There’s less than a month left before Sony’s first original television show airs on its flagship video game brand, PlayStation.

Based on Eisner award-winning comic Powers by Brian Michael Bendis (Daredevil, X-Men) and Michael Avon Oeming (B.P.R.D., The Mice Templar), the new show will air exclusively on the PlayStation platform, bypassing traditional distribution methods and heading straight for the gut of Netflix and Amazon Prime Video services.

It’s got an all-star cast and an intellectual property as wildly popular as The Walking Dead, a comic that AMC took and build a successful cable show around.

The creators of Powers hope they can do the same thing, of course, but it will no doubt be an uphill battle, with fewer PlayStation consoles than cable subscriptions in US households.

The show itself brings Sharlto Copley (District 9, Elysium) on as Detective Christian Walker, a former Superman-like who’s lost his powers. He now serves as a detective in the Los Angeles police department, investigating other superheroes who fall afoul of the law.

His young new partner is Deena Pilgrim, played by relative newcomer Susan Heyward (Mother of George, Poltergeist), who will have to negotiate her way around LAPD politics, race and gender issues, as well as dealing with her PTSD-afflicted partner, just to stay afloat.

Topping it all off is Eddie Izzard (Dress to Kill, Ocean’s Thirteen) as villain Wolfe and Michelle Forbes (Battlestar Galactica, True Blood) as Power Girl, another superhero with ties to Walker.

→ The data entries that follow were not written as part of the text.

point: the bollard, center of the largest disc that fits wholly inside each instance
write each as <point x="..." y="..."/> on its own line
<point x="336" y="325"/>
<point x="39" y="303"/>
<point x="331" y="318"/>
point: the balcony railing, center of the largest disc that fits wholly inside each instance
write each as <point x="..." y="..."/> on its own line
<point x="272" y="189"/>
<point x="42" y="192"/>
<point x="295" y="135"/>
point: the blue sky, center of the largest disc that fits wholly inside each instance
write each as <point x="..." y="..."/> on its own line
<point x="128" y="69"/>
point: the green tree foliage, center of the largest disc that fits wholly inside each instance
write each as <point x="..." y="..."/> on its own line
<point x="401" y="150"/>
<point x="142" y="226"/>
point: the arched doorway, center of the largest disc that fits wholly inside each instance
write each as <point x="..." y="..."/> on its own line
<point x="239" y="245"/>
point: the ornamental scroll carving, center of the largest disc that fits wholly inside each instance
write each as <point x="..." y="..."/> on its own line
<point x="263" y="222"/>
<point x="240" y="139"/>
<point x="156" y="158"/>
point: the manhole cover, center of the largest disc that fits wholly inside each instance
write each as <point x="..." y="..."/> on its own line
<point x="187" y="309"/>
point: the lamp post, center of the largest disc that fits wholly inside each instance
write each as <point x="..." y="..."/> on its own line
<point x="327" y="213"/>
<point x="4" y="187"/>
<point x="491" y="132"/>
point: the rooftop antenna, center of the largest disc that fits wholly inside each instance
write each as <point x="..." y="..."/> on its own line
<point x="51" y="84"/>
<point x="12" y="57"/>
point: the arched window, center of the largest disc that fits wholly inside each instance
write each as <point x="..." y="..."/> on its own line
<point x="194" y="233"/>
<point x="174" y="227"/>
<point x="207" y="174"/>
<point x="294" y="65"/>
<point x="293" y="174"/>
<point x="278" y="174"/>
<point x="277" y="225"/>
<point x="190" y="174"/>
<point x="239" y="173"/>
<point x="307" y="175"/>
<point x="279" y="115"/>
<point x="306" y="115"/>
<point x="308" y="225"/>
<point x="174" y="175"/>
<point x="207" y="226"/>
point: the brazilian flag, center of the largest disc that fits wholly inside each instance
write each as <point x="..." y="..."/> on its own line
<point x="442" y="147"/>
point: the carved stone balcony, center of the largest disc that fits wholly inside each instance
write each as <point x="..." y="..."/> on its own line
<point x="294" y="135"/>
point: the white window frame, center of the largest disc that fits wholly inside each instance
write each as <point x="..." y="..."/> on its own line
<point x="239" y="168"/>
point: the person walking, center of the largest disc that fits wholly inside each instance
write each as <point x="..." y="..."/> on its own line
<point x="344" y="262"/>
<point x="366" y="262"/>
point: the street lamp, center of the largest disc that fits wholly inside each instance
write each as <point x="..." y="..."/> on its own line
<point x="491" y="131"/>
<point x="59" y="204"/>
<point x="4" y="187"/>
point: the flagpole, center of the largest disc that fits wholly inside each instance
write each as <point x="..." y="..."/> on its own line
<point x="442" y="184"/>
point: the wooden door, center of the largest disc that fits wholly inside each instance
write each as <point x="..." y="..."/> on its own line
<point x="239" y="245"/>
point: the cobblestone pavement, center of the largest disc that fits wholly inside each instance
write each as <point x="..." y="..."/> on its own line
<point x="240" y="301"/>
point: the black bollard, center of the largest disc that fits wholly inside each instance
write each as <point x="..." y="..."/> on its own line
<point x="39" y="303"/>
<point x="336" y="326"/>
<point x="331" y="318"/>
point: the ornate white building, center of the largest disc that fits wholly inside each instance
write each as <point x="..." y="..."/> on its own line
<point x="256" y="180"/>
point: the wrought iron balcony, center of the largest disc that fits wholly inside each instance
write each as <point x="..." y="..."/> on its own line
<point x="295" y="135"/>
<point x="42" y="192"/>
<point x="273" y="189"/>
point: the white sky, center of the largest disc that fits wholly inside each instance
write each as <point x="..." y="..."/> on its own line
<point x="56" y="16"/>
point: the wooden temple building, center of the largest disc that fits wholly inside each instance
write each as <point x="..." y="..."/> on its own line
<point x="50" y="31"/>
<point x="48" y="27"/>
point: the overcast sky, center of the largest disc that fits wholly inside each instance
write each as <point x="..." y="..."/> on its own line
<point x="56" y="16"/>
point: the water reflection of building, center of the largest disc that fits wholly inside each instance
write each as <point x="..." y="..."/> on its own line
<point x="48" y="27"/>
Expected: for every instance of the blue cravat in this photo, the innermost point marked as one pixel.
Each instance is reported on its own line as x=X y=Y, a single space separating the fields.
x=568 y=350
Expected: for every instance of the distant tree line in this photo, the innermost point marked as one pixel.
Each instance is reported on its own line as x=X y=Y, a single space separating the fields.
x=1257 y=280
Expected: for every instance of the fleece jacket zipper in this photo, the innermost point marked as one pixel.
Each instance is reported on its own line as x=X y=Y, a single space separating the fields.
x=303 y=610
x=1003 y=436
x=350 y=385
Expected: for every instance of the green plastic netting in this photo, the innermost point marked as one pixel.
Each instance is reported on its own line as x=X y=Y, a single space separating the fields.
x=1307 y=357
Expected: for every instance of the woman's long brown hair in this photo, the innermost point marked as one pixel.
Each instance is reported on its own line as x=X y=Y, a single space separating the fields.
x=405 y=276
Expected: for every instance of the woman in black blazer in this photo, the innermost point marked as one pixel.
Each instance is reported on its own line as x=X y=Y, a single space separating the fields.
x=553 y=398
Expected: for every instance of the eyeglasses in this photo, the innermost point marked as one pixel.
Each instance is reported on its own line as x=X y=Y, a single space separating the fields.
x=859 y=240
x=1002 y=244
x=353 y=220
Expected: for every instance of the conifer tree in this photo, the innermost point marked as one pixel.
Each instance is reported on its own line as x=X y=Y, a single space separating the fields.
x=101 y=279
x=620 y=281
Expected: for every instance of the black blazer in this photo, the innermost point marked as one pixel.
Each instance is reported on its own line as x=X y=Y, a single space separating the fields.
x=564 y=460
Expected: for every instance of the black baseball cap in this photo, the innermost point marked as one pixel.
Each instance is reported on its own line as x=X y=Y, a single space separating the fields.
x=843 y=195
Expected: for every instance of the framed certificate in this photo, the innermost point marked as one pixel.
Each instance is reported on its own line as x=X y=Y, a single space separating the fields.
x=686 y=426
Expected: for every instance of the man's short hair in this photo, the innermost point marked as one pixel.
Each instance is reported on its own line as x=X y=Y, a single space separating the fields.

The PlayStation production allows the creative team to go a little grittier than you might see on a standard cable show, which should serve this R-rated comic storyline well.

Here’s hoping we get more than a pilot and couple of episodes and that Sony lets this show find its footing, regardless of the initial “ratings,” which may or may not matter on a brand-owned show like this.

Bottom line, it’s great to see a favorite comic get the television show treatment, even if it will initially play to a smaller, video gaming audience. You’ll need a PlayStation Plus membership to see it, but if you’re already a member, you’re golden.